Because my children easily engage in conversation with anyone and everyone, they quickly traded in the audience of the nice lady who was looking through the pattern books, to an audience of the two employees who were working at cutting the fabric. If I knew ahead of time, which way the conversation was going to go, I would have only chosen to buy 1/8 of a yard of one fabric, rather than 5 yards of five different fabrics.

In less time than it took the employee to cut one of the pieces of fabric, each of my four rugrats darlings had blurted out statements that were totally unfounded. Well, most of the statements were, anyways.

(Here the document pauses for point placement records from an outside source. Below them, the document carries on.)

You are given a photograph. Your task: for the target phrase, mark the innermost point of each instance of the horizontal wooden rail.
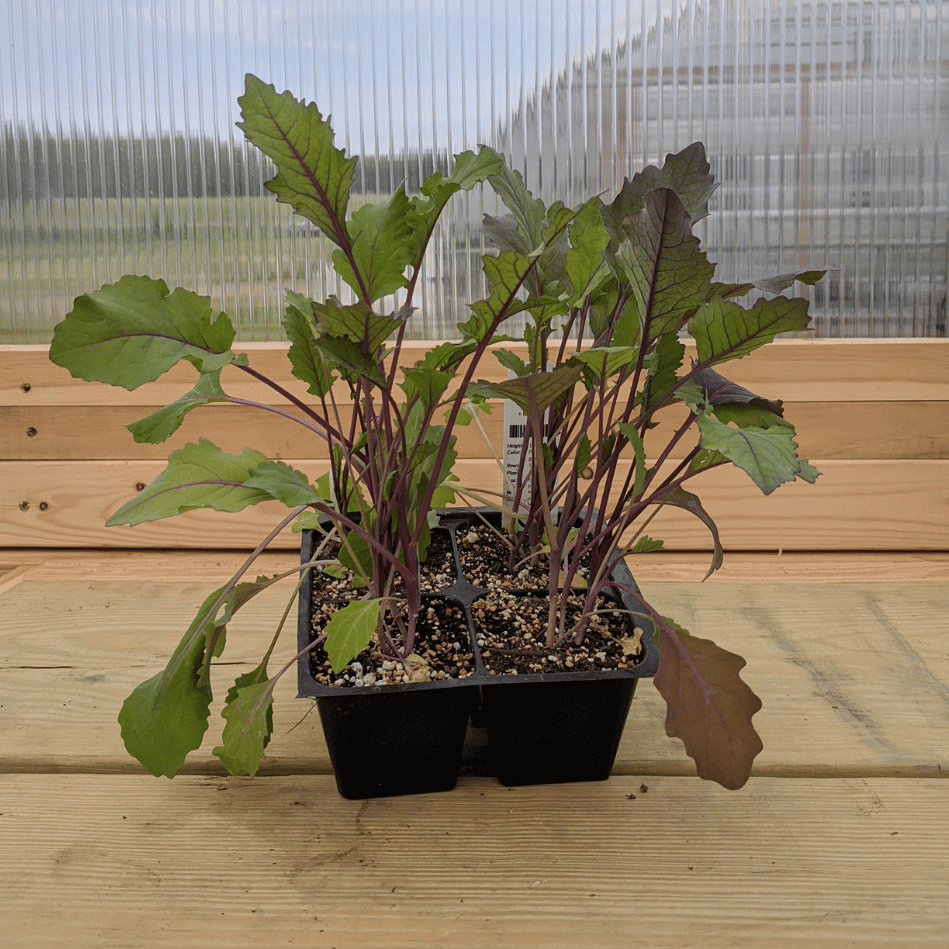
(873, 415)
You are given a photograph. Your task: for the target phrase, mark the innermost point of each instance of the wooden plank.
(666, 566)
(854, 678)
(856, 505)
(109, 862)
(794, 370)
(830, 430)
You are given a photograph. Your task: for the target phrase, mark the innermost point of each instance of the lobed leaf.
(381, 248)
(723, 330)
(248, 712)
(349, 631)
(535, 393)
(130, 332)
(667, 271)
(709, 707)
(166, 716)
(768, 455)
(469, 170)
(306, 360)
(284, 483)
(313, 177)
(198, 475)
(166, 421)
(686, 173)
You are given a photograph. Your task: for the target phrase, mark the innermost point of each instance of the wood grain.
(666, 566)
(829, 430)
(107, 861)
(73, 650)
(795, 370)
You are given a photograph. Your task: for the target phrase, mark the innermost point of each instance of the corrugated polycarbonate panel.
(827, 124)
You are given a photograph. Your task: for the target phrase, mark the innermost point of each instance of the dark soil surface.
(486, 562)
(438, 571)
(510, 620)
(511, 632)
(443, 651)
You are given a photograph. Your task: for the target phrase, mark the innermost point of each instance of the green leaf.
(646, 545)
(709, 707)
(426, 385)
(248, 712)
(723, 330)
(130, 332)
(607, 361)
(166, 421)
(306, 360)
(358, 322)
(668, 273)
(584, 263)
(664, 365)
(529, 212)
(767, 455)
(214, 627)
(284, 483)
(348, 357)
(679, 497)
(198, 475)
(535, 393)
(446, 357)
(313, 177)
(512, 362)
(470, 169)
(166, 716)
(506, 274)
(349, 631)
(381, 248)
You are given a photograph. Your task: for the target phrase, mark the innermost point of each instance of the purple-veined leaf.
(723, 330)
(686, 173)
(709, 706)
(719, 391)
(198, 475)
(667, 272)
(313, 176)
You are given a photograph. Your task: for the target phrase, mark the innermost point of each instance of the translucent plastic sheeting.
(827, 124)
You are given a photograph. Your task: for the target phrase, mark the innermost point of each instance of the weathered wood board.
(109, 862)
(862, 666)
(872, 414)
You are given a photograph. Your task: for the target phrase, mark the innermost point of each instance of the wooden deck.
(841, 837)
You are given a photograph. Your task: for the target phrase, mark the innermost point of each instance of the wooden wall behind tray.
(873, 415)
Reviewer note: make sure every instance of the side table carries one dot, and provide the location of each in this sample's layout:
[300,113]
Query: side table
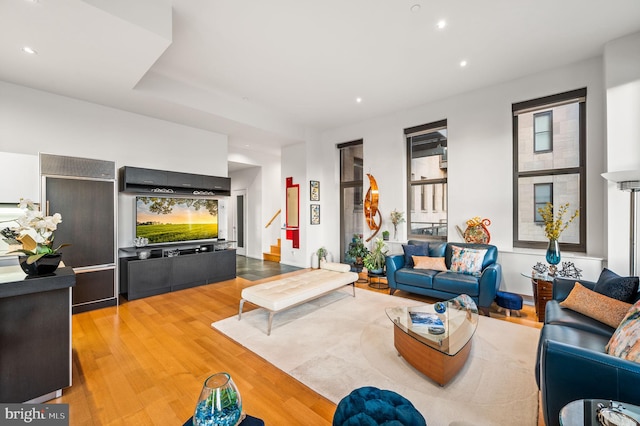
[375,280]
[585,412]
[542,292]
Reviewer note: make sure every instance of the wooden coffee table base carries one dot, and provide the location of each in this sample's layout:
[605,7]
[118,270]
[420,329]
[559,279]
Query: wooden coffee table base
[429,361]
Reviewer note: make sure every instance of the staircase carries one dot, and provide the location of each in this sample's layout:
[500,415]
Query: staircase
[274,253]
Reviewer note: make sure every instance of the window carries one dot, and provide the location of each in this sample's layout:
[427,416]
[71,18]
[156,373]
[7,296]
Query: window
[543,132]
[542,194]
[549,139]
[351,200]
[427,181]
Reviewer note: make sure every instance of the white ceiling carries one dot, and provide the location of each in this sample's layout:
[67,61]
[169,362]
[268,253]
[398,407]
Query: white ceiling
[266,73]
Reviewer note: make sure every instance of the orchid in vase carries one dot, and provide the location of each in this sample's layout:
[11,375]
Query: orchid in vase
[34,231]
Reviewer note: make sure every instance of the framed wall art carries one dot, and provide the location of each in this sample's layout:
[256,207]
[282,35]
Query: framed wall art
[315,214]
[314,190]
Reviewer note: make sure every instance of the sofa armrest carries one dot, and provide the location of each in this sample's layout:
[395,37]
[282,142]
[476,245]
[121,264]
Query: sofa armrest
[563,286]
[489,284]
[569,373]
[393,263]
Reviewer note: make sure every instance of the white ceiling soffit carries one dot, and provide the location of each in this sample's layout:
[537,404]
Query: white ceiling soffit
[85,49]
[268,73]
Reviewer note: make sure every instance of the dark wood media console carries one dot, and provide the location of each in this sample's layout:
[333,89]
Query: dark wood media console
[175,267]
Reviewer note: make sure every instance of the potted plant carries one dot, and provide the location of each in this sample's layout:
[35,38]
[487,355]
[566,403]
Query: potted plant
[357,250]
[374,261]
[321,253]
[35,233]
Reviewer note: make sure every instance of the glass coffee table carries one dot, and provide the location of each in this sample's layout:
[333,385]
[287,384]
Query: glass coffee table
[435,339]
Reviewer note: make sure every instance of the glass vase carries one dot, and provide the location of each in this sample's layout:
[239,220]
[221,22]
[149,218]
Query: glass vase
[553,255]
[219,403]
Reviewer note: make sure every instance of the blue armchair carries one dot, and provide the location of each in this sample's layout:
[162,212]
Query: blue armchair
[446,284]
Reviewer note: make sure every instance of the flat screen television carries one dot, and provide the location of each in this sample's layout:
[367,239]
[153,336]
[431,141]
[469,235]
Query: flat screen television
[166,220]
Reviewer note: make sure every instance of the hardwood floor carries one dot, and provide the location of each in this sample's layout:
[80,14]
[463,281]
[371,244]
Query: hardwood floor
[144,362]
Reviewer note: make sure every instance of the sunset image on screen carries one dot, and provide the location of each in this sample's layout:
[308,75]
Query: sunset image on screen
[166,220]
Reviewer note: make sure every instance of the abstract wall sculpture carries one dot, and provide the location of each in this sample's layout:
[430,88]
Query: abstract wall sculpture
[371,208]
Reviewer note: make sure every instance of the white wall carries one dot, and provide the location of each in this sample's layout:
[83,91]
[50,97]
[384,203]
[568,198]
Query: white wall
[33,121]
[294,166]
[622,73]
[262,182]
[480,158]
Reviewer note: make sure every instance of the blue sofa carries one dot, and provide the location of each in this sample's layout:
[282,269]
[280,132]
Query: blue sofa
[446,284]
[572,363]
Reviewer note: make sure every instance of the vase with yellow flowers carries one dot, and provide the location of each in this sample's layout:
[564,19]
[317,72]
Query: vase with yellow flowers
[35,233]
[553,227]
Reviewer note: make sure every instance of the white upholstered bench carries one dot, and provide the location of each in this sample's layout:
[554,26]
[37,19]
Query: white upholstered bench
[278,295]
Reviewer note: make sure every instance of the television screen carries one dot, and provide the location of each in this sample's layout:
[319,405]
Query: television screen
[170,220]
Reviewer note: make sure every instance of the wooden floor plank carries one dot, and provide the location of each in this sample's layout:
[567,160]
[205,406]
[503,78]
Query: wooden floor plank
[143,362]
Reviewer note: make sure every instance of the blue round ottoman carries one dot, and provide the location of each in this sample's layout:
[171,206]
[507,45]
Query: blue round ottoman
[369,406]
[510,302]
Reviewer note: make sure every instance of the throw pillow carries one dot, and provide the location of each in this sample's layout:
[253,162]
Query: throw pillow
[426,262]
[612,285]
[466,260]
[411,250]
[625,342]
[334,266]
[595,305]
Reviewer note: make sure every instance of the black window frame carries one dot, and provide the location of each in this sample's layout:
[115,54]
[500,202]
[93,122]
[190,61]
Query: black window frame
[580,96]
[409,132]
[548,114]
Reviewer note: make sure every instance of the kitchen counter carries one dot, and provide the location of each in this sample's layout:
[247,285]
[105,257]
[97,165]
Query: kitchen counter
[35,334]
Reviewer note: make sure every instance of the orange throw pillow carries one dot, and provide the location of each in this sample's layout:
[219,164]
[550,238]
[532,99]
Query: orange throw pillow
[595,305]
[426,262]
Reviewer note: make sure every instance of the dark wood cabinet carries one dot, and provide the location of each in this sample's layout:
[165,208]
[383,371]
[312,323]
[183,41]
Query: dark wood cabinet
[88,209]
[136,180]
[217,183]
[140,176]
[542,293]
[184,180]
[35,335]
[162,274]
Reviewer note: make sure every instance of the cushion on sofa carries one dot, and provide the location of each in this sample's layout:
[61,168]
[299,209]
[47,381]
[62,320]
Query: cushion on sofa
[411,250]
[334,266]
[558,315]
[613,285]
[467,260]
[454,282]
[426,262]
[416,277]
[595,305]
[625,342]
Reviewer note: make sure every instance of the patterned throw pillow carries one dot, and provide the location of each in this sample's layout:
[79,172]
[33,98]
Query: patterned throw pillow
[612,285]
[411,250]
[595,305]
[426,262]
[625,342]
[466,260]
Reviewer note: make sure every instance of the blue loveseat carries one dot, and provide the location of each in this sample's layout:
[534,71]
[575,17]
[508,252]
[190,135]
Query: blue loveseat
[572,362]
[446,284]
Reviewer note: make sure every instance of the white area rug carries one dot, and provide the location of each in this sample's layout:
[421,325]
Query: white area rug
[339,343]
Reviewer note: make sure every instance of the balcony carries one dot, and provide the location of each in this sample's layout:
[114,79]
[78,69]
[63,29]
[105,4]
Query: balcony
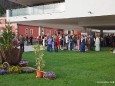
[38,10]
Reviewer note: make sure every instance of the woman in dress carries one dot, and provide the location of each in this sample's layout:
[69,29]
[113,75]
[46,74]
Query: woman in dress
[97,43]
[82,46]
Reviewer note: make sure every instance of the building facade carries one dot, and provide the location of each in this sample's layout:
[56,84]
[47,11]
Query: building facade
[29,30]
[65,14]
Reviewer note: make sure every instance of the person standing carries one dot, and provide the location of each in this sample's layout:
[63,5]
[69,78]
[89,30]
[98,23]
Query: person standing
[97,43]
[21,39]
[49,44]
[31,40]
[27,40]
[82,46]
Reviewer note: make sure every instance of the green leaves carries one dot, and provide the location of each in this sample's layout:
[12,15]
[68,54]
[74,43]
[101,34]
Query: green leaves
[6,38]
[39,52]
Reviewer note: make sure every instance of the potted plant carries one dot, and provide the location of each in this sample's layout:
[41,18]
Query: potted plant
[39,52]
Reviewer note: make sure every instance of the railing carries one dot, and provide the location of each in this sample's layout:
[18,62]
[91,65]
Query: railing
[42,9]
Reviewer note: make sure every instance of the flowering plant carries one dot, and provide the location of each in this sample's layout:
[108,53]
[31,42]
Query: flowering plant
[23,63]
[49,75]
[39,52]
[2,71]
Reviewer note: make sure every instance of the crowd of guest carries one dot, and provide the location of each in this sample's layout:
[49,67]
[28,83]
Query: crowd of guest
[70,42]
[77,42]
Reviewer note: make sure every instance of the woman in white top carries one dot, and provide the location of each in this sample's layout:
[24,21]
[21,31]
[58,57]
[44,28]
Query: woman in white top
[97,44]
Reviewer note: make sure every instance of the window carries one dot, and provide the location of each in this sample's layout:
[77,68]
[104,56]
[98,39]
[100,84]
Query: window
[31,31]
[26,31]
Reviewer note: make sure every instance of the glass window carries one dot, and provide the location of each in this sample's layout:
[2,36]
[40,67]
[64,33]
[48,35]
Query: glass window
[59,7]
[49,8]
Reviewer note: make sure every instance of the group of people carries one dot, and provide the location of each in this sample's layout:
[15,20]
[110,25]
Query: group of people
[71,42]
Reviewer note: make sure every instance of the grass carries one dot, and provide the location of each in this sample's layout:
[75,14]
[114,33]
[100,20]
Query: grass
[72,69]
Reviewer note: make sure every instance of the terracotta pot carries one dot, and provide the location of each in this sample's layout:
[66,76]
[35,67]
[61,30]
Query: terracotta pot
[39,74]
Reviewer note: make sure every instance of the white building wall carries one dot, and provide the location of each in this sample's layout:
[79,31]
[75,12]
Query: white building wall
[81,8]
[74,8]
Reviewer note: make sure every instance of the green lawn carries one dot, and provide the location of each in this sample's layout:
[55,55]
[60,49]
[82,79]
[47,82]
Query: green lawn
[72,69]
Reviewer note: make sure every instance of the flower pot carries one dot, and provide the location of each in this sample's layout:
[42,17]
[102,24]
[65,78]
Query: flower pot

I'm not even sure of the question that was asked to intiate such conversation, and I was waiting for the hidden camera to make it's sudden appearance.

Angel began with, "Our mom doesn't even want us!"

Isaac followed up in confirmation with, "Yah! She screams at us ALL.THE.TIME!"

And as if it was relevant to the previous digs, Bella blurted out, "Yah....My mom had 2 miscarriages!"
Was it pent up anger spewing from my kids' lips? I'll admit that I have perfected the Art of Screaming Loud Talking, but to suggest that I "don't even want them?" That is utterly obsurd. While the employee fidgeted with a computer malfunction, instead of climbing under the fabric cutting table, I loudly explained to my kids how very much I wanted them.

With wide grins, our two audience members tried to comfort me. I'm sure they were worried about the loss of color from my face, and the pharmacy was a much safer departement for my needs than the fabric department at that moment in time.

Or maybe the hardware department would have better suited my needs. Had I first bought a tube of super-glue and glued those cute lips shut, I never would have had the problem in the first place!